@SURTITRE:CHRISTIAN LAPIE,

DIRECTEUR INFORMATIQUE GROUPE,

CREDIT LYONNAIS

@TITRE:"La réutilisation, un processus technique,

mais aussi culturel "

@CHAPO:La nouvelle architecture du Crédit Lyonnais entre en phase opérationnelle. Elle vise la réutilisation des composants logiciels mais aussi le dialogue entre informaticiens et utilisateurs.

@INTERVIEW QUESTION:Votre expérience d'une architecture de composants vous permet-elle déjà de tirer quelques conclusions sur leur réutilisabilité?

@INTERVIEW REPONSE:CHRISTIAN LAPIE. En 1993, nous nous sommes engagés dans une réflexion sur l'évolution de nos infrastructures. Et nous avons lancé le projet Club, avec Lyon Consultants. Il a pour objectif de normaliser notre architecture, en France et si possible dans les filiales. Un des premiers projets-pilotes est en production depuis six mois, sur 200 réseaux locaux et 1200 stations. Nous avons donc pu développer les composants au fur et à mesure des besoins, tester les concepts et bâtir notre courbe d'apprentissage en termes de productivité, de temps de développement, d'interfaçage avec l'existant, etc.

Notre politique n'est pas de livrer des produits finis, mais une manière de faire, et des composants que les développeurs, dans le filiales par exemple, peuvent utiliser soit directement, soit à titre d'archétype. Les composants applicatifs font plus de difficultés que les composants techniques. L'expérience des projets-pilotes nous a appris que les développeurs préféraient s'inspirer des composants plutôt que des les réutiliser directement. En effet, les composants métier comportent des concepts comme le client, la personne, l'employé... sur lesquels il faut s'entendre. En revanche, les composants purement techniques se normalisent au sein de l'informatique, malgré la tendance de chacun à toujours vouloir les particulariser.

La réutilisation doit se comprendre comme un processus, dont les aspects culturels comptent autant que les aspects techniques. Nous sommes sur la courbe d'apprentissage, en la matière. Mais nous allons dans le bon sens.

@INTERVIEW QUESTION:Disposez vous d'outils de métrologie pour évaluer vos résultats?

@INTERVIEW REPONSE:C.L. Oui, pour les projets classiques. Nous disposons d'outils d'évaluation de la charge et des effets des interventions. Mais, pour ces nouveaux types de développement, nous ne pouvons guère déterminer une métrologie a priori. Nous procédons donc pour l'instant de manière artisanale. Nous commençons à déterminer quelques points de métrologie. En particulier, nous caractérisons les classes en simples, moyennes et complexes. La technique s'appuie sur un comptage du nombre d'attributs et de méthodes.

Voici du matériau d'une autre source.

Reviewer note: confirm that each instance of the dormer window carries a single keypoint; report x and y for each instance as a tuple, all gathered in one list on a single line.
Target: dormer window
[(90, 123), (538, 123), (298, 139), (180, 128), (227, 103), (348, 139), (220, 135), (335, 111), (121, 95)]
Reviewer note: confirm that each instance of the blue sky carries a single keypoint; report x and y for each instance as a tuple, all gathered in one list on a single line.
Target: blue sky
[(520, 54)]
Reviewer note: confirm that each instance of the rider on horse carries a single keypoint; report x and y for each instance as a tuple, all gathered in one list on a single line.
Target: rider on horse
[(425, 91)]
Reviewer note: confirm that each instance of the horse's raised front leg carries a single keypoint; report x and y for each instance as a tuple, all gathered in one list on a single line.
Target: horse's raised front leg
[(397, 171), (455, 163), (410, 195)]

Ce procédé, plus proche du code que des fonctions, est tout de même plus subtil qu'un simple comptage de lignes.

Nous avons aujourd'hui déterminer a priori le nombre de classes d'un projet, et leur répartition: environ 20% de classes complexes, 40% de classes moyennes et 20% de classes simples. Nous mesurons les temps développement, tout compris, jusqu'à l'arrivée en phase pilote. A l'expérience (sur cinq projets représentant environ chacun 5 millions de F) on peut compter environ 15 jours par classe, avec des équipes mixtes associant des développeurs confirmés et des débutants.

@INTERVIEW QUESTION:Comment se déploie aujourd'hui le projet Club?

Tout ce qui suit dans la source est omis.